By: Jason Lake
The 2016 World Series of Poker Main Event is coming down to the November Nine, and if it hadn't been for an incredibly bad beat, Shane Warne might have been among them. The former Australian cricket star was sitting on a decent 100K stack early in Day 2C when he was dealt pocket Aces – and had them cracked by King-Queen offsuit. On the very next hand, Warne was dealt Aces again. They got cracked, too, by pocket Sixes.
“Never been so angry in my life,” Warne tweeted soon after. But look at the bright side: He didn't get his Aces cracked by pocket Aces, like Conor Drinan did at the inaugural $1-million Big One for One Drop in 2014. At the time, ESPN's Lon McEachern said it might have been “the worst beat in the history of tournament poker.” Given the money that was at stake, it's hard to argue.
Then again, imagine getting your quad Aces cracked. That's what happened to Motoyuki Mabuchi at the 2008 WSOP Main Event.
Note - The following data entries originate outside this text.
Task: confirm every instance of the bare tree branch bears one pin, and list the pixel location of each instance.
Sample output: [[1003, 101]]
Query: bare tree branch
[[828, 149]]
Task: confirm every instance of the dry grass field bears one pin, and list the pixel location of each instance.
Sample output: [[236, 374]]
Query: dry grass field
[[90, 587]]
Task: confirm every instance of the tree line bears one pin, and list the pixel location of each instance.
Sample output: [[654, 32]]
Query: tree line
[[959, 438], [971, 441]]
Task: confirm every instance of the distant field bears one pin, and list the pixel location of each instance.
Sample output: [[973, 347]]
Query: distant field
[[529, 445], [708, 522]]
Mabuchi had a set of Aces when the Ace of Diamonds showed up on the river; he got it all in, only to be shown a royal flush by Justin Philips. The odds of that happening are something like 2.7 billion to one.
At least Mabuchi took it well, even if he nearly fell over stunned as he left the table. Two years later, the Bad Beat Express flattened Matt Affleck at the WSOP Main Event. With the final table in sight, Affleck was dealt Pocket Rockets. Jonathan Duhamel was dealt two Jacks. All the money went in on the turn, Duhamel made a straight on the river, and Affleck doubled over like he'd been kicked in the stomach.
Cry Me a River
This is all part of what makes the One Drop and the Main Event so special. With all that money and prestige at stake, every hand increases dramatically in importance. There was a 21% chance that Duhamel was going to win that hand on the river, but Affleck was this close to making the November Nine. Duhamel, of course, went on to win the Main Event and nearly $9 million in prize money.
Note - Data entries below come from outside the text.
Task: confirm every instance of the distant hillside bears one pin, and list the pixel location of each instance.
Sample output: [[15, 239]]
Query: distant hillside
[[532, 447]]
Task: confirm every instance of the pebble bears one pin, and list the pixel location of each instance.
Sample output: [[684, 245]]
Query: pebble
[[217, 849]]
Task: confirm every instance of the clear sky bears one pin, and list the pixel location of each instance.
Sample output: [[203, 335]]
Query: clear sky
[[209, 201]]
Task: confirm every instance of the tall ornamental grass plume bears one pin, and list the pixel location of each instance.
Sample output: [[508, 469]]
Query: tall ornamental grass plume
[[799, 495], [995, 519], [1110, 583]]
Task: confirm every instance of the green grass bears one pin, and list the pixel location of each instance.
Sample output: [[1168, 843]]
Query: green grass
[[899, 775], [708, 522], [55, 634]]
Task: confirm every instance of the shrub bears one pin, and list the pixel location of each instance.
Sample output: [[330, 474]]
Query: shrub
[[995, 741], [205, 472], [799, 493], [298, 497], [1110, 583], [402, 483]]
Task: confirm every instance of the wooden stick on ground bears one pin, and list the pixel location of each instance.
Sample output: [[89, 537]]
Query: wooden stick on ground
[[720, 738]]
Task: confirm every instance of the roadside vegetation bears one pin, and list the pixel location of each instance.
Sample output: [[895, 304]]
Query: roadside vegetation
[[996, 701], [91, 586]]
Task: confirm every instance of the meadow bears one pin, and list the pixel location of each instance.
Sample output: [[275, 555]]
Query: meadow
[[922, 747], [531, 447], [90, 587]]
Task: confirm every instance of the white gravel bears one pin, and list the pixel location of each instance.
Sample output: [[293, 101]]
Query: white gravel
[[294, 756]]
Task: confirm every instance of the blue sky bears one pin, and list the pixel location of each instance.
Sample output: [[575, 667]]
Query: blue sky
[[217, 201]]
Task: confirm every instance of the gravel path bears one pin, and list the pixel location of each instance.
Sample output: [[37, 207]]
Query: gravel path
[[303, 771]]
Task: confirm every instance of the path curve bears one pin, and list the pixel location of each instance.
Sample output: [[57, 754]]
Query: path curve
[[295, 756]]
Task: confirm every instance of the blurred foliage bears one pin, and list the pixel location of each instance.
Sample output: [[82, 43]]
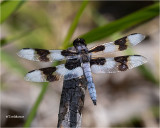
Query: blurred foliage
[[8, 7], [41, 32], [10, 61], [122, 24]]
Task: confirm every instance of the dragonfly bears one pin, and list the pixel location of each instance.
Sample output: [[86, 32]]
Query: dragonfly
[[81, 62]]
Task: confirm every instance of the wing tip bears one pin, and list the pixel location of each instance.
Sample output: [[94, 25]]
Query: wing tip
[[136, 38], [26, 53], [34, 76]]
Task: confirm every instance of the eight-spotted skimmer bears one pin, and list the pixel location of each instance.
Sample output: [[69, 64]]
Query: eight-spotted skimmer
[[79, 61]]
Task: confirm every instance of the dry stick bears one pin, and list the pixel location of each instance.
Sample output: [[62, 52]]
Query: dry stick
[[72, 102]]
Affleck? No need to feel too sorry: He finished 15th for a consolation prize of $500,000. And he's done quite well for himself since, including a third-place finish at this year's WSOP $1,500 No Limit Hold'em event. Drinan has earned north of $7 million since his Aces got cracked by Aces. Even Mabuchi went on to cash nine more times at the WSOP. Life goes on.